"I presume, my lord, you have seen service?"
"None worth mentioning," he replied; and, after pausing a while, till Catanio had retired and the table was cleared, he thus continued:—"And you are a Scotsman? How I love to meet with one! Ah! capitano, the Scots were a loyal people once; but how changed since their rampant Presbyterian priesthood have moulded the nation to their purpose—the designing heretics! Oh, cunning clodpoles! I may live to mar you yet."
"You, eminenza?"
"I," he replied, his eyes sparkling again.
"You have been in Scotland, I presume?" I asked, with an air of pique.

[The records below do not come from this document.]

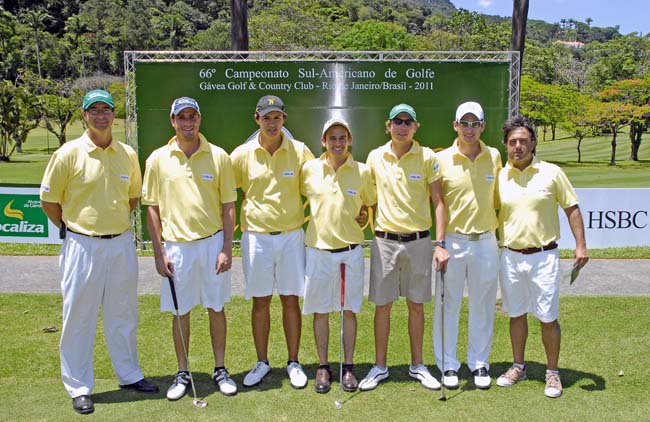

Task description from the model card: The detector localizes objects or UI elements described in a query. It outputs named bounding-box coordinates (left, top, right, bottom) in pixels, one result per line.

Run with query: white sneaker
left=442, top=369, right=458, bottom=389
left=287, top=361, right=307, bottom=388
left=212, top=368, right=237, bottom=396
left=244, top=361, right=271, bottom=387
left=359, top=365, right=388, bottom=391
left=472, top=366, right=492, bottom=390
left=167, top=372, right=191, bottom=401
left=409, top=364, right=440, bottom=390
left=544, top=371, right=562, bottom=399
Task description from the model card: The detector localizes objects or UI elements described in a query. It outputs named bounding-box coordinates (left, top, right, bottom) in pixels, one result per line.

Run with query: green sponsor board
left=0, top=194, right=49, bottom=238
left=125, top=52, right=518, bottom=238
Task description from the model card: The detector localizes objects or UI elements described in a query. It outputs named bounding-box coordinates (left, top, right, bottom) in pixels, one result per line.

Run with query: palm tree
left=20, top=9, right=52, bottom=77
left=65, top=15, right=88, bottom=77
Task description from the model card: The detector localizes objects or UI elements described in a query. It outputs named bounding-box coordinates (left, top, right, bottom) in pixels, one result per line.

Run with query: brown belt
left=375, top=230, right=429, bottom=242
left=506, top=242, right=557, bottom=255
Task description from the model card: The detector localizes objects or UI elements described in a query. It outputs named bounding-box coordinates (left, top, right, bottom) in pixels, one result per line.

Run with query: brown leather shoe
left=314, top=366, right=332, bottom=394
left=342, top=365, right=359, bottom=393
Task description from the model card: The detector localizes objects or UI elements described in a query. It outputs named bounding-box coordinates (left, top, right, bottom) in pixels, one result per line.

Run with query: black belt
left=68, top=227, right=122, bottom=239
left=375, top=230, right=429, bottom=242
left=506, top=242, right=557, bottom=255
left=192, top=230, right=221, bottom=242
left=321, top=243, right=359, bottom=253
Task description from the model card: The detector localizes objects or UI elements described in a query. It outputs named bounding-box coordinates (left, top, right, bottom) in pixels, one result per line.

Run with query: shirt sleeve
left=219, top=152, right=237, bottom=204
left=142, top=151, right=158, bottom=205
left=40, top=152, right=70, bottom=204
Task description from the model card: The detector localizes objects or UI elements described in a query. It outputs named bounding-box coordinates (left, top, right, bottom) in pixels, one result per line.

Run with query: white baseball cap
left=456, top=101, right=485, bottom=121
left=321, top=117, right=352, bottom=137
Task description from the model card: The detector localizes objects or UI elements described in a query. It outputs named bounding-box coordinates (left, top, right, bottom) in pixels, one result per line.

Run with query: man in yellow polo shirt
left=359, top=104, right=449, bottom=391
left=231, top=95, right=314, bottom=388
left=300, top=118, right=377, bottom=393
left=142, top=97, right=237, bottom=400
left=40, top=89, right=158, bottom=414
left=497, top=117, right=589, bottom=398
left=433, top=101, right=501, bottom=389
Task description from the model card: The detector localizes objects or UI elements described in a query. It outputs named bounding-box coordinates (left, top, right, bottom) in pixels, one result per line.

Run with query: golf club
left=167, top=277, right=208, bottom=408
left=334, top=263, right=345, bottom=409
left=438, top=271, right=447, bottom=401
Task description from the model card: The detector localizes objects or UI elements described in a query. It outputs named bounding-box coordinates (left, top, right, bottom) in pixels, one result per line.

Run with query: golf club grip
left=167, top=277, right=178, bottom=312
left=341, top=263, right=345, bottom=309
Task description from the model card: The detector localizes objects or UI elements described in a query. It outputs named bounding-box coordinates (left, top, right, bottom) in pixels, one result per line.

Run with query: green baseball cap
left=83, top=89, right=115, bottom=110
left=388, top=104, right=418, bottom=121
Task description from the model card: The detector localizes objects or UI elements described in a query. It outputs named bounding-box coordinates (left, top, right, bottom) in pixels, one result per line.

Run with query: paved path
left=0, top=255, right=650, bottom=296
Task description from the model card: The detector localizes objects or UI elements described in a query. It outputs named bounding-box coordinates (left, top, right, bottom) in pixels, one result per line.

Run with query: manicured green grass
left=0, top=119, right=126, bottom=185
left=537, top=133, right=650, bottom=188
left=0, top=243, right=650, bottom=259
left=0, top=294, right=650, bottom=421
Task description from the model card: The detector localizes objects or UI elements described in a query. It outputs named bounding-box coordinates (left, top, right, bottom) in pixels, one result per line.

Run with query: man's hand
left=155, top=255, right=174, bottom=277
left=216, top=251, right=232, bottom=274
left=433, top=246, right=449, bottom=271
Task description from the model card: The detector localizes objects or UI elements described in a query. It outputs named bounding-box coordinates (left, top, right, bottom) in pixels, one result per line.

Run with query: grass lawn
left=537, top=133, right=650, bottom=188
left=0, top=294, right=650, bottom=421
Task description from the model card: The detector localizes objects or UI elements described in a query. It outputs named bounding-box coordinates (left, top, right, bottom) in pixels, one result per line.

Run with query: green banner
left=0, top=194, right=49, bottom=238
left=130, top=52, right=518, bottom=238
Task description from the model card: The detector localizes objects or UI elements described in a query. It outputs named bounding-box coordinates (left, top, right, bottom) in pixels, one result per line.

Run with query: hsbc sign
left=558, top=188, right=650, bottom=249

"Never: but the name of that country finds an echo in my heart. Though born a Roman, the ideas of your people, their Lowland nobles and the chiefs of the loyal and illustrious clans, are all well known to me. Dear to me, indeed, is every inch of the isle of Great Britain: though truly I owe little to the land which set a price on the heads of my nearest and dearest relatives."

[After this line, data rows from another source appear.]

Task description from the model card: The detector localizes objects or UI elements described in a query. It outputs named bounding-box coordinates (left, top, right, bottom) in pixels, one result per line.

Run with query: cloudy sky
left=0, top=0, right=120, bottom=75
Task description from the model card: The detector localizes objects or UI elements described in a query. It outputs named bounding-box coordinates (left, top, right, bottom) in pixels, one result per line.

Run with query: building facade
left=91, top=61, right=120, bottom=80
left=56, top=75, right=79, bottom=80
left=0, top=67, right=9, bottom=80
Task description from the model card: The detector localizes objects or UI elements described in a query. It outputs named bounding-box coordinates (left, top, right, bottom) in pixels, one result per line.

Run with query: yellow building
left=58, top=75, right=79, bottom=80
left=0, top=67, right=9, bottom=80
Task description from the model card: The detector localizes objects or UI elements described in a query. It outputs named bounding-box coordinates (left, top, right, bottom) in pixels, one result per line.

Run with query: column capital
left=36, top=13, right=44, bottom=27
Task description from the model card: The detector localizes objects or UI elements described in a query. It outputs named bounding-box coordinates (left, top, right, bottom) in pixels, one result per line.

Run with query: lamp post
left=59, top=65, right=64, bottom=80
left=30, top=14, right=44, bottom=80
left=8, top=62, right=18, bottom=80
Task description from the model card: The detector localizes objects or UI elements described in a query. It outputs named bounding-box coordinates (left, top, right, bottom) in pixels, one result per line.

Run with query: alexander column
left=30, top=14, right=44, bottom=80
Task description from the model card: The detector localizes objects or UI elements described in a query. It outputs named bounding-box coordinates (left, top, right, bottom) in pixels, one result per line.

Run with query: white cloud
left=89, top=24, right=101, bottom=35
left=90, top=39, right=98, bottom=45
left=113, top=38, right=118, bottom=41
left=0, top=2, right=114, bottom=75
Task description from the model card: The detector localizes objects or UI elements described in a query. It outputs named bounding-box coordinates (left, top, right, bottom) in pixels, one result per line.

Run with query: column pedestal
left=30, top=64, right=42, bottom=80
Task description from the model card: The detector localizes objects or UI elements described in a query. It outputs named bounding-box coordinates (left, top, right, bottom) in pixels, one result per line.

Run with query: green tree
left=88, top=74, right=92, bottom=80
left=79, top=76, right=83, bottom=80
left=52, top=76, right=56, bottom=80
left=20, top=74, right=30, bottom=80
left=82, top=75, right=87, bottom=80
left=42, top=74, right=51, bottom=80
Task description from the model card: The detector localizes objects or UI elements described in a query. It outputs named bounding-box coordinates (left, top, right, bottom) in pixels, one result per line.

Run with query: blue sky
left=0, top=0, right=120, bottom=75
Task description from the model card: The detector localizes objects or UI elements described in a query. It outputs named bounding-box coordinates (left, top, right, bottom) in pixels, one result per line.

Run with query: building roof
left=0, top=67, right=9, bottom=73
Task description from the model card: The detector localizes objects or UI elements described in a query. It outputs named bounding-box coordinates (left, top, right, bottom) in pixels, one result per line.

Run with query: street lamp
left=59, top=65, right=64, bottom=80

"Whom have I the honour of addressing?"
"Your king!" he replied, with a deep voice, which caused me to start, as he rose erect from his chair, and his tall and venerable figure seemed to dilate, and his faded cheek to glow. "Your king, sir," he added, in pure English: "one, at least, who should have been so; but the hands of time and fate are now laid heavily upon him. I am Henry the Second of Scotland and the Ninth of the sister kingdom—the Cardinal Duke of York: now, alas! known as the last of the House of Stuart. Fate—fate—yes, hardly hast thou dealt with me! Expelled from Rome by Napoleon, robbed of my estates, and driven to penury in my old age, I dwell here in forgotten obscurity, subsisting on that poor pittance which is yearly doled out by the Government of Britain. Yet let me not be ungrateful to George their king: even that he might have withheld from me. A time may come—God hath given, and God can take away. You know me now, sir: let your wonder cease."

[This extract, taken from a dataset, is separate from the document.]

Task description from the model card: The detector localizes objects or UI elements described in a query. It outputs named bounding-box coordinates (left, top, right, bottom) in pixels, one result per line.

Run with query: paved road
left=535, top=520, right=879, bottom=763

As if exhausted by this outburst of his troubled spirit, the venerable cardinal sank back in his chair, while I arose from mine in a very unpleasant state of astonishment, pleasure, and doubt: astonishment at the discovery, a joyous pleasure at beholding the aged and illustrious prelate (even then the secret idol of many a heart which clung to memories of the past), and doubt how to address him; having heard that he exacted the title of "Majesty," which it was as much as my commission was worth to yield him. But a spell was upon me. I had looked on kings at the head of armies, surrounded by their staff and courtiers; and, though banners were lowered and cannon thundered in salute, to me they were just as other men: but in the air and aspect of the aged Henry Stuart, even in that humble apartment, and surrounded by no external grandeur save that with which the mind invested him—with no insignia of royalty save those with which inborn grace and majesty arrayed him—there was a nameless charm, a potent and mysterious influence which quite bewildered me; and all the romance, the misfortune, the ten thousand stirring memories of the past—so stirring, at least, to every thorough Scotsman—rushed upon my mind like a torrent. It was a sensation of happiness, a gush of chivalric sentiment and honest veneration which accompanied them. I bowed, with proper humility, before the old cardinal-duke; whose proud dark eyes sparkled again, as he extended his hands above my head, and, forgetting his imaginary majesty in the churchman, bestowed on me a solemn Latin benediction.
"Wear this in memory of me." He threw around my neck a ribbon to which a gold medal was attached; and, when the tumult of my spirits passed away, and I raised my head, he was gone. Catanio stood beside me.